I recently had a conversation with a pastor of a local Lutheran church from a more conservative persuasion. He told me of a place where men and women who are gay can go and be cured. He thought I should refer people to this place as part of the addiction program we have here at Lost and Found Ministry. I visited this “treatment facilities” web site and it was very interesting. Several testimonials of how people “got straight through Jesus.” As I dug deeper into these story I leaned that when people graduate from the program they are allow occasional same sex encounters. Very strange, that would be like telling an alcoholic a drunk every now and then is ok.
Well now, ain’t that interesting. It has been my observation that lots of people with problems get “born again” and are over their problems for a while. A couple I knew when I was teaching became very strict Baptists. But what about their poor kids who were learning disabled from Fetal Alcohol syndrome. I never guessed that a good friend of my son was gay but then I didn’t know everything back then. The friend’s first crush was on a member of the boy’s swim team. He tried marriage to a WELS member girl but it didn’t work. He is very happily partnered now. Another man I know of was “saved ” by a Baptist group when he was in jail. He went straight for awhile but is now back in jail because he stole something again.
I sound kind of cynical about the “Born Again” cures. Coupled with continued therapy or AA this might work for some things. With gays I doubt it would be able to do anything but make them celebate for a while.
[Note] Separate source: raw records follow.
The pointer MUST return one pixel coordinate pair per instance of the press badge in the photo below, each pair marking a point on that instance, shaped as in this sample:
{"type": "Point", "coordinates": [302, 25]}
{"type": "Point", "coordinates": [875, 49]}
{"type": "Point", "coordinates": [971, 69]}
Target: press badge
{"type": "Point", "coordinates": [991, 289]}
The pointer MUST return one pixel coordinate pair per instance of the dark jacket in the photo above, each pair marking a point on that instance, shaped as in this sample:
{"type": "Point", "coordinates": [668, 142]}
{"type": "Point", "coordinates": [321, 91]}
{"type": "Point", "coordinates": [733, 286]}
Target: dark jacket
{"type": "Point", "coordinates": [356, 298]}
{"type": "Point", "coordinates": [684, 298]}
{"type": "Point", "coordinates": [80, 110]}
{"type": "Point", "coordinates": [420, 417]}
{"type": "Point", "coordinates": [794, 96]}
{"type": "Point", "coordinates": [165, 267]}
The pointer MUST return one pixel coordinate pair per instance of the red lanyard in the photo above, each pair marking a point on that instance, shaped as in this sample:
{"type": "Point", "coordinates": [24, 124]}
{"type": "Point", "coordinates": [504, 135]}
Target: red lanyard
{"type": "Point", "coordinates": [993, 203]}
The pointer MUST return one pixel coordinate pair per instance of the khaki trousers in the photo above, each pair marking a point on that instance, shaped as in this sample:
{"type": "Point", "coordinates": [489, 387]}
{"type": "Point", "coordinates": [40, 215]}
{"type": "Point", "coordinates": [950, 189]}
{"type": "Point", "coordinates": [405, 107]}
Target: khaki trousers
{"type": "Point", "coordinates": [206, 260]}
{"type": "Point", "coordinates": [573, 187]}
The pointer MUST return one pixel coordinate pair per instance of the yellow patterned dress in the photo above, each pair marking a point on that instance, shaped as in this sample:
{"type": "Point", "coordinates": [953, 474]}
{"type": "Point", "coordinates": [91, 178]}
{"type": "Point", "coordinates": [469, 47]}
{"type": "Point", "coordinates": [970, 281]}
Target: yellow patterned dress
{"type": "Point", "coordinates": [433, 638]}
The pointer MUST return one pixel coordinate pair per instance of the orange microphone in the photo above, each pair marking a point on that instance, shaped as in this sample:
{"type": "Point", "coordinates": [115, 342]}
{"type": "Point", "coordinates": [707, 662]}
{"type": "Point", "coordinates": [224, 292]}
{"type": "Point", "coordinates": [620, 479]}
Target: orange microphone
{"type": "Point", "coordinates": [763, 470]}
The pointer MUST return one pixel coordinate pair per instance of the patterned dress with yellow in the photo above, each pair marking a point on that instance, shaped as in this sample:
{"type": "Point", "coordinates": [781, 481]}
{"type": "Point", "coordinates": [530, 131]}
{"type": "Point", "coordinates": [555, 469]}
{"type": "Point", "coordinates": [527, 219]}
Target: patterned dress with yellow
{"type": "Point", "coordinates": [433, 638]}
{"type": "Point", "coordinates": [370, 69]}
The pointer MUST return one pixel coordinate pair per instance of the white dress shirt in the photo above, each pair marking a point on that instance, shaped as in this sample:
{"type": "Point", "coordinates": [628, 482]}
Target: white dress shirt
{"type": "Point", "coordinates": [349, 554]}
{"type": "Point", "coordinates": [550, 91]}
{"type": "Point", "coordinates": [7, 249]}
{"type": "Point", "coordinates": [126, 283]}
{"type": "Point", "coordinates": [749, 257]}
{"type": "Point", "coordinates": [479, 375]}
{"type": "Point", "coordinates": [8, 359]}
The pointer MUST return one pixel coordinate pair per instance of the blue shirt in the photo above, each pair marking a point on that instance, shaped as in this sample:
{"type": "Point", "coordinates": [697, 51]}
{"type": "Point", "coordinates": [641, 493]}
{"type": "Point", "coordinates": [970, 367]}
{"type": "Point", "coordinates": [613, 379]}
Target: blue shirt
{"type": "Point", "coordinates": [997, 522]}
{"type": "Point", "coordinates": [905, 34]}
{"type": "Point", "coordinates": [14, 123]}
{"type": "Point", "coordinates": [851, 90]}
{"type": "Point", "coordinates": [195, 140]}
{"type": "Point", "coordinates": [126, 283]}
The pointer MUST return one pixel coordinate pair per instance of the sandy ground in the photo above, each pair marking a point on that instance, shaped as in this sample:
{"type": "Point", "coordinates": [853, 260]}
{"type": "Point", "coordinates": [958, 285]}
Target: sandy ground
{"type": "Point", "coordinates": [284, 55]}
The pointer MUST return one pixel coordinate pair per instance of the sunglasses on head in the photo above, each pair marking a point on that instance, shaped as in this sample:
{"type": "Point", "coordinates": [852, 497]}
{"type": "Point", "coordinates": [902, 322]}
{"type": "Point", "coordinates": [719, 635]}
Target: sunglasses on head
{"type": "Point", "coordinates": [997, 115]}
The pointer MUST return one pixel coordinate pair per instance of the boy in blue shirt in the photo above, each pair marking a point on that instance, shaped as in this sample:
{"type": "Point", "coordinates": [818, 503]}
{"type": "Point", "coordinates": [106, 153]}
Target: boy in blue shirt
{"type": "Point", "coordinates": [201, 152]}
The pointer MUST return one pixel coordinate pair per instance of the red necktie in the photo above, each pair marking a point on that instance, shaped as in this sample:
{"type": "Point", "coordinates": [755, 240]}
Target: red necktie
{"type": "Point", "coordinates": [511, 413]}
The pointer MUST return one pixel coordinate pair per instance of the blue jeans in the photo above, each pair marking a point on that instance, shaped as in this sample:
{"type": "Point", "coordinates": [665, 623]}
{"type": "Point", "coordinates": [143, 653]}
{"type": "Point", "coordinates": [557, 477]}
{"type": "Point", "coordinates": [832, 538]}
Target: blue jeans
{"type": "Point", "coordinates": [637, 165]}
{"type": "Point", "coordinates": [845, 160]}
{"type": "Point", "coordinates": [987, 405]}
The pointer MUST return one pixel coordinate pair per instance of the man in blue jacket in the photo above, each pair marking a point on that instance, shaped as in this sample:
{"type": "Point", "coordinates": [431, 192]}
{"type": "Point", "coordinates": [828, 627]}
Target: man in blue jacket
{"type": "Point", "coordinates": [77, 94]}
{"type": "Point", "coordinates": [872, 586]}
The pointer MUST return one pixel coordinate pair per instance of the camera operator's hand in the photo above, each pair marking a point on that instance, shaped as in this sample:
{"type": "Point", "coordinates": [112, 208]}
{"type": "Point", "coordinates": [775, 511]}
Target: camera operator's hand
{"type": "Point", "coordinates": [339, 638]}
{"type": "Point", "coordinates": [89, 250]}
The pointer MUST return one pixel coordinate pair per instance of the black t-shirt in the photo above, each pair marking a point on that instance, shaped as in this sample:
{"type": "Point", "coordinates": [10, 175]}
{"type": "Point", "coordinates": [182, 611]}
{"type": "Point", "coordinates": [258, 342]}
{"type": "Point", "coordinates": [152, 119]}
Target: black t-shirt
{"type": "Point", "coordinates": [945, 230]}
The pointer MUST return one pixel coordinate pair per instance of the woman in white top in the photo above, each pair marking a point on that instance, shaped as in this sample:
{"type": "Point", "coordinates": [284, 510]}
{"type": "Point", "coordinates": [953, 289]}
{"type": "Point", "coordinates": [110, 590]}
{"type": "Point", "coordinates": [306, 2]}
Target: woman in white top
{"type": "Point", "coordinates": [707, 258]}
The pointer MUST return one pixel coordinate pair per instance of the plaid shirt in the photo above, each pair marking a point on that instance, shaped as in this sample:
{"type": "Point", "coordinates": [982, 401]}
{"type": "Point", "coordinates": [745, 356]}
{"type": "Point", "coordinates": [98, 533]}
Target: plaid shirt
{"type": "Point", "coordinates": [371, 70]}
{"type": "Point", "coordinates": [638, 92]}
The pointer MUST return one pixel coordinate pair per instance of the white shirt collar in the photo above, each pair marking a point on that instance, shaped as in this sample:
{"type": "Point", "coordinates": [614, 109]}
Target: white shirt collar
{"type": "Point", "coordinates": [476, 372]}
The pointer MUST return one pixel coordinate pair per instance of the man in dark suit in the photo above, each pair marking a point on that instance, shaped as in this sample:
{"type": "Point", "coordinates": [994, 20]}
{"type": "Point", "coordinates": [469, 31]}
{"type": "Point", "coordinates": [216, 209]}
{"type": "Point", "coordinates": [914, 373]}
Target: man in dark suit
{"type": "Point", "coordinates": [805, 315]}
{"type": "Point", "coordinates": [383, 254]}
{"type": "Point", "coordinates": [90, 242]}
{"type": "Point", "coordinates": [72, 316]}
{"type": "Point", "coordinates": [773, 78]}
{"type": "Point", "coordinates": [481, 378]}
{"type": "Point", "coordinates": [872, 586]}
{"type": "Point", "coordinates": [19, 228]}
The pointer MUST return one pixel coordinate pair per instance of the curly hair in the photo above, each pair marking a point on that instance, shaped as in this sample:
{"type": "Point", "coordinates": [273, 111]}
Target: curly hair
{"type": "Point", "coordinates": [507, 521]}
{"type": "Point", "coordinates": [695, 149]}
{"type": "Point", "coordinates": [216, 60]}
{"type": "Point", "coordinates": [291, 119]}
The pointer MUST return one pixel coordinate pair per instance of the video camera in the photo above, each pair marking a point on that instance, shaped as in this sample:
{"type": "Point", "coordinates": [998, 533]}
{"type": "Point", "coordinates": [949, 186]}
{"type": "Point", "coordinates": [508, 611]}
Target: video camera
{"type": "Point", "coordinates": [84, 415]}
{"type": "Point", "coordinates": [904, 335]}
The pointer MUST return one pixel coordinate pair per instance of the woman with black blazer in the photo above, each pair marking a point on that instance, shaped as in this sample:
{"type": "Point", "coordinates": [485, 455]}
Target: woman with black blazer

Being “Born Again” can be a strong incentive to try to change whatever “sin” is the trouble but after while that strong incentive wears off or the person finds that all the other people in the church or group are human after all. Or new temptations enter in and the Born Again person just takes up a new version of old behavior. My best wishes to anyone who thinks they can get Jesus Christ to change someone permanently. Maybe it works sometimes.
I have found the “born again” language to be a stumbling block to people in addiction and in Recovery who are working on their spirituality. “All you need is to know Jesus and you will be cured” just isn’t workable. If this were true Christians would never get cancer or have a car accident. One Sunday I asked the question at Recovery “just what does being born again mean to you?” The response was interesting, most responded along the line of “every time someone asks me if I am born again I turn them off.” It isn’t the Theological idea of being born again that bothers them, it is the fundamental overtone that the question has that turns them off, and so we use different language like “we are a new creation.”
Thanks Ray. The fundamentalist overtone is what bothers me too. It isn’t just that Jesus Christ can set you free but the you gotta do this, and this, and this, and this or you are not truly a Christian.
I have a crush on Rachel Madow, too, Obie! I was first introduced to her shortly after Obama received his Nobel nomination; she did a marvelous and eloquent piece that responded to all the vitriol that started spewing shortly after the news broke.